Today’s political TL;DR –

  • It’s clear that the SB54 compromise, which allows candidates to gather signatures to secure a spot on the primary ballot, is in trouble in the Legislature. The law barely survived an attempt at repealing it on the final night of the 2017 session [Utah Policy].
  • Some Utah Republicans are upset about a pro-Orrin Hatch mailer sent out by the state party [Utah Policy].
  • Sen. Mike Lee is worried that President Donald Trump‘s protectionist trade policy could hurt companies in Utah [Utah Policy].
  • To say Utah is struggling to keep teachers from leaving is an understatement. Turnover among Utah’s teachers hit 56% between 2008 and 2015 [Deseret News].
  • South Salt Lake officials push back against two possible sites for a new homeless shelter in their city saying they don’t have the resources to support such a facility [Tribune, Deseret News]. Salt Lake County Mayor Ben McAdams says no decisions have been made as to where the new shelter will finally end up [Tribune].
  • Garfield County Commissioners vote in favor of a resolution calling for a smaller Grand Staircase-Escalante National Monument [Tribune]. 
  • Former Gov. Jon Huntsman has a difficult assignment ahead, to say the least, now that he’s becoming the U.S. ambassador to Russia [Tribune].
  • The Congressional Budget Office says the Republican health care proposal would increase the number of Americans who don’t have health insurance by 24 million, but would cut the budget by $337 million [New York Times]. The White House’s own analysis of “Trumpcare” paints an even bleaker picture [Politico]. Congressional Republicans are hammering the CBO’s assessment of the plan [Washington Post].

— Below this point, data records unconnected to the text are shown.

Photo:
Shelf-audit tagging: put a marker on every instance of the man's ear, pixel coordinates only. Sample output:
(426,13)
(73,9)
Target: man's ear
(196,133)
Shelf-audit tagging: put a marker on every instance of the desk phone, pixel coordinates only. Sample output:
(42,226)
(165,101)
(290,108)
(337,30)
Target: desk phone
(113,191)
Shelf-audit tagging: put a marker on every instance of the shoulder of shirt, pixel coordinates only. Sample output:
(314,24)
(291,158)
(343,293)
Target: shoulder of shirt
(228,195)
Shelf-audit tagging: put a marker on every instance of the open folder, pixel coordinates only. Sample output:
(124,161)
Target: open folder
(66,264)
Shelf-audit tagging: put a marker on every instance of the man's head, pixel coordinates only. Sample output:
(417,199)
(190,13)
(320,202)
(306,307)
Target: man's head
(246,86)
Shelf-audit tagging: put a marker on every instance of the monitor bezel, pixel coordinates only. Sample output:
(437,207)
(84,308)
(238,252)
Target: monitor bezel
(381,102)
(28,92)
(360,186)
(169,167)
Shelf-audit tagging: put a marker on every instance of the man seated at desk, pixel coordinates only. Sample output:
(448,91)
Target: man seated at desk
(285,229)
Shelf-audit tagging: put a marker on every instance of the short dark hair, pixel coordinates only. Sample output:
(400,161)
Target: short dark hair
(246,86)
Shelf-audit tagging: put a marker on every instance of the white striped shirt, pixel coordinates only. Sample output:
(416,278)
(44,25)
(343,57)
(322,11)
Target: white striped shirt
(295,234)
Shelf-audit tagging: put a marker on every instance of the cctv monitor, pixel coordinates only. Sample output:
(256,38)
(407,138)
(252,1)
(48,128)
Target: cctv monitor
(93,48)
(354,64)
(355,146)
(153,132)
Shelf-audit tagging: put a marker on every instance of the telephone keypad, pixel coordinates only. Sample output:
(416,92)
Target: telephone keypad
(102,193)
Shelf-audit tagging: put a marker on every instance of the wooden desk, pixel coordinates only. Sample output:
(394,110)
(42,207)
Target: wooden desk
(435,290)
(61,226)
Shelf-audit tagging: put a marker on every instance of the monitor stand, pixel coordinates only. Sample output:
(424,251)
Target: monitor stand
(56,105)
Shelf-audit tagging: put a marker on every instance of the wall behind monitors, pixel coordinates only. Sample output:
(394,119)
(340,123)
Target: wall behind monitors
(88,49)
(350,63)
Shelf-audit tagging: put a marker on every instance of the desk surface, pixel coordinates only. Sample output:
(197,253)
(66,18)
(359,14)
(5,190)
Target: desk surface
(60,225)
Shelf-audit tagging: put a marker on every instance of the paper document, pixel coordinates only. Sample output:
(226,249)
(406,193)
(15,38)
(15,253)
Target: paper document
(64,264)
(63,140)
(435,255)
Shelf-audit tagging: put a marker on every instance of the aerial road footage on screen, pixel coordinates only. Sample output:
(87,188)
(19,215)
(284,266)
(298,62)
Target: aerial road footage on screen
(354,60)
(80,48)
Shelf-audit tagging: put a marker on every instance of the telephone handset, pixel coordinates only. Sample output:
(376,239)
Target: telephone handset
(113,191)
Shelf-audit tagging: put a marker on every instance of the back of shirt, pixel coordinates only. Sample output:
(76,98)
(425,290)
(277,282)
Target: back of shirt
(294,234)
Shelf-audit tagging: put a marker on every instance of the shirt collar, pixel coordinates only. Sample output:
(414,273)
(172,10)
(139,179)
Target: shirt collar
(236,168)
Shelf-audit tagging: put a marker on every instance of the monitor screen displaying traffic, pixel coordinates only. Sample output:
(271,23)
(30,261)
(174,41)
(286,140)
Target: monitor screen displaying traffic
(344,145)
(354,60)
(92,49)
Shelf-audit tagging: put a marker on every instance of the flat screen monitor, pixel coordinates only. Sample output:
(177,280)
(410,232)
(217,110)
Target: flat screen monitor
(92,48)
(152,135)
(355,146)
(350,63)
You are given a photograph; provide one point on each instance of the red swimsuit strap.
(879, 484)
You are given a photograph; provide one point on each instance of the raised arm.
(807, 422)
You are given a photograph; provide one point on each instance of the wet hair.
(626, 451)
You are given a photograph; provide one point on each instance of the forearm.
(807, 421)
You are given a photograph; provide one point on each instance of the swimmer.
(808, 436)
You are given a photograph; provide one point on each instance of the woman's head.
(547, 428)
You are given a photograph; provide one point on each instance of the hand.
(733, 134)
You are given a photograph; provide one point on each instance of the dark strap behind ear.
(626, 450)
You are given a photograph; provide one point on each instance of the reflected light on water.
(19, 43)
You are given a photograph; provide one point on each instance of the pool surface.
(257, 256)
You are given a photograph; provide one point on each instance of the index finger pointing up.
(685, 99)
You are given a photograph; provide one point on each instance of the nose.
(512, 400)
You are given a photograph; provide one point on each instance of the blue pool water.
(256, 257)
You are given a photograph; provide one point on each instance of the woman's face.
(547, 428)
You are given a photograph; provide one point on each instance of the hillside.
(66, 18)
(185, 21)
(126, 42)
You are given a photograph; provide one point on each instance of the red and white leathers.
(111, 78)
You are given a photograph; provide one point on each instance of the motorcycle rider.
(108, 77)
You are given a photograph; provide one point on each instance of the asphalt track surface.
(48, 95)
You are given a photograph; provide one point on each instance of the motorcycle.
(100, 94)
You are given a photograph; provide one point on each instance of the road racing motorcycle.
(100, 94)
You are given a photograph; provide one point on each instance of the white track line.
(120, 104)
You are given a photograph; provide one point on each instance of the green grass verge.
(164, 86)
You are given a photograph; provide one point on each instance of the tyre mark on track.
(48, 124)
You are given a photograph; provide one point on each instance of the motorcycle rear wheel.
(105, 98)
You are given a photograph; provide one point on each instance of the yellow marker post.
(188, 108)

  • Here comes another government shutdown fight, but this time it’s Democrats who may close things down to prevent President Trump from moving ahead with his border wall proposal [New York Times]. Given Trump’s pugilistic nature, the fight may be too tempting for him to pass up [Bloomberg].
  • The Department of Justice is asking Congress more time to come up with proof to support President Trump’s accusation that President Obama ordered wiretaps on him during the 2016 campaign [Politico]. Meanwhile, the White House is backpedaling on the claim, saying Trump really didn’t mean “wiretapping” when he used that word [Wall Street Journal].

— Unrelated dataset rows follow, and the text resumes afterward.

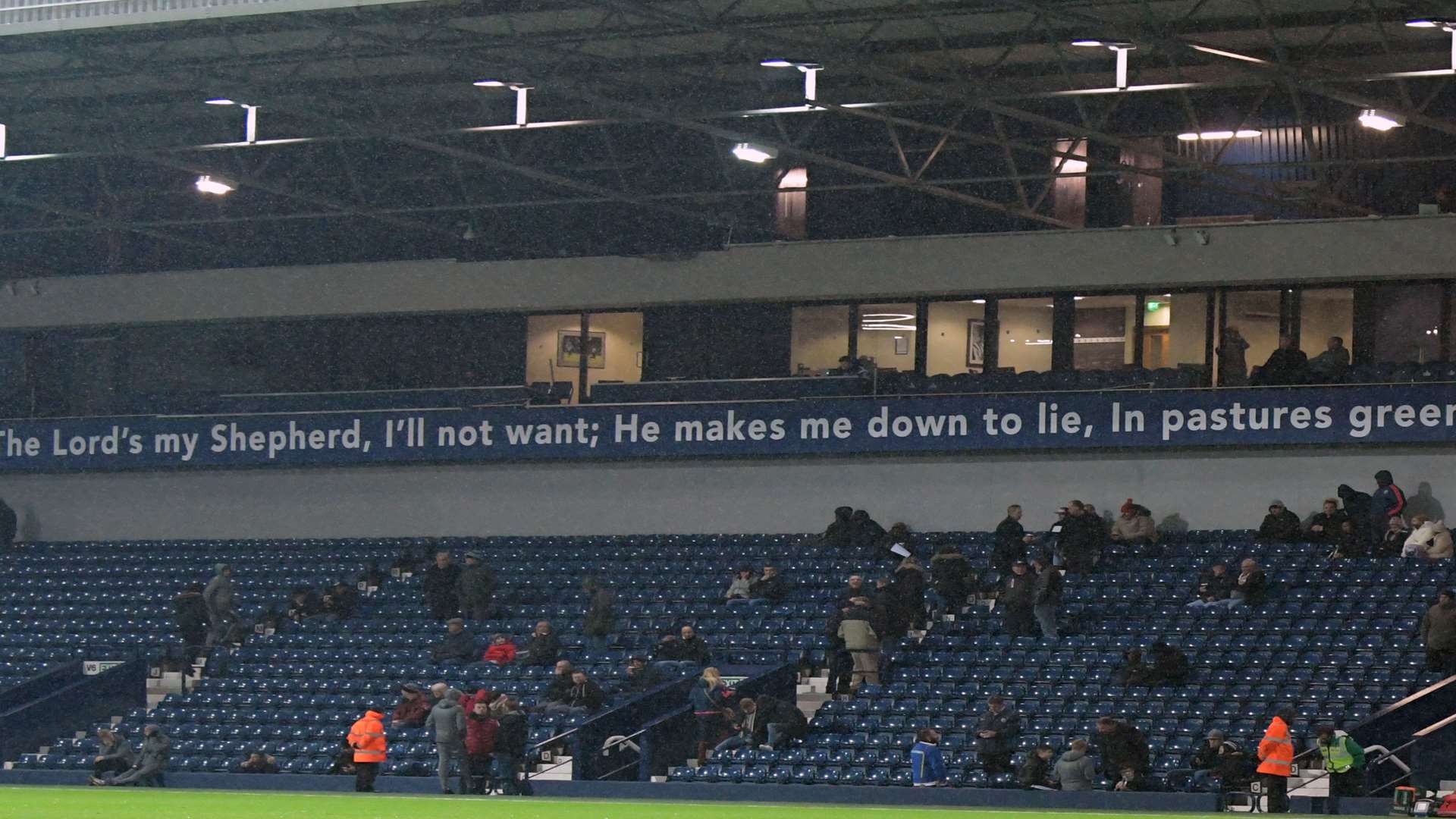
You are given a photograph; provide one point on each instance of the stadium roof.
(373, 140)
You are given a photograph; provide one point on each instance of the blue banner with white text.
(944, 425)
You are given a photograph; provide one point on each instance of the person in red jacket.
(370, 748)
(479, 739)
(501, 651)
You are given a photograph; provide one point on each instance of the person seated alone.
(1280, 525)
(456, 648)
(1134, 525)
(1036, 771)
(258, 763)
(1331, 365)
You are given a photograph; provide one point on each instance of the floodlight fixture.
(756, 153)
(1119, 47)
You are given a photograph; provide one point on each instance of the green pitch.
(149, 803)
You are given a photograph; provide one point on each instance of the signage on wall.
(941, 425)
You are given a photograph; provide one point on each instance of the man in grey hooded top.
(221, 604)
(447, 720)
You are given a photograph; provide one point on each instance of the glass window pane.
(1250, 335)
(1025, 334)
(1407, 322)
(957, 337)
(1174, 330)
(1103, 333)
(819, 338)
(887, 335)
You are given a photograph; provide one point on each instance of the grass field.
(147, 803)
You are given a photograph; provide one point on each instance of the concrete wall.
(871, 270)
(1204, 490)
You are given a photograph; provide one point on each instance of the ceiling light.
(755, 153)
(215, 186)
(1381, 120)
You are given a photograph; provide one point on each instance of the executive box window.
(887, 335)
(1025, 334)
(957, 337)
(1174, 330)
(819, 338)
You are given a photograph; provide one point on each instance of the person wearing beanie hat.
(1134, 526)
(1280, 525)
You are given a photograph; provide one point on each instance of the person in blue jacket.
(927, 763)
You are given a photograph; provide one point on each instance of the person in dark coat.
(1011, 539)
(456, 648)
(996, 733)
(544, 648)
(1280, 525)
(475, 588)
(1019, 598)
(1120, 746)
(440, 588)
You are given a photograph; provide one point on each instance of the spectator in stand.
(447, 723)
(1343, 760)
(479, 741)
(1119, 746)
(413, 708)
(1285, 366)
(1036, 771)
(1395, 535)
(343, 602)
(221, 605)
(1234, 371)
(769, 588)
(440, 583)
(864, 534)
(1331, 365)
(1385, 502)
(1011, 539)
(1277, 761)
(303, 604)
(1215, 586)
(1324, 526)
(456, 648)
(710, 700)
(258, 763)
(1019, 599)
(191, 618)
(951, 579)
(1280, 525)
(114, 757)
(1075, 770)
(601, 624)
(1134, 525)
(150, 765)
(996, 733)
(739, 589)
(1130, 780)
(840, 532)
(510, 748)
(862, 642)
(927, 761)
(1439, 634)
(475, 588)
(544, 648)
(641, 676)
(1046, 596)
(501, 651)
(1429, 539)
(1216, 764)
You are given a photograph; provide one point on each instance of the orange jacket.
(1277, 749)
(367, 738)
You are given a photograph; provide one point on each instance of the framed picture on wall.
(570, 349)
(974, 343)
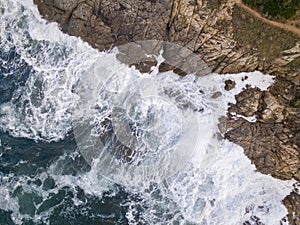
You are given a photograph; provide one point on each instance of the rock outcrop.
(230, 40)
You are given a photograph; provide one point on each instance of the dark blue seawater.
(25, 159)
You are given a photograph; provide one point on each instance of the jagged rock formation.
(230, 40)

  • An internal poll from Republican Congressman Darrel Issa shows his support for President Donald Trump is dragging down his support among voters [Los Angeles Times]. 
  • Breitbart posts embarrassing audio of Speaker Paul Ryan on a conference call saying he would not defend Donald Trump anymore following the release of the Access Hollywood tapes where he bragged about sexually assaulting women [The Hill].
  • President Donald Trump has given the CIA the authority to conduct drone strikes against suspected terrorists [Wall Street Journal].

On this day in history:

  • 1743 – The first recorded town meeting in America was held, at Faneuil Hall in Boston.
  • 1794 – Eli Whitney received a patent for the cotton gin.
  • 1812 – The U.S. government authorized the issue of America’s first war bonds — to pay for military equipment for use against the British.
  • 1900 – Congress ratified the Gold Standard Act.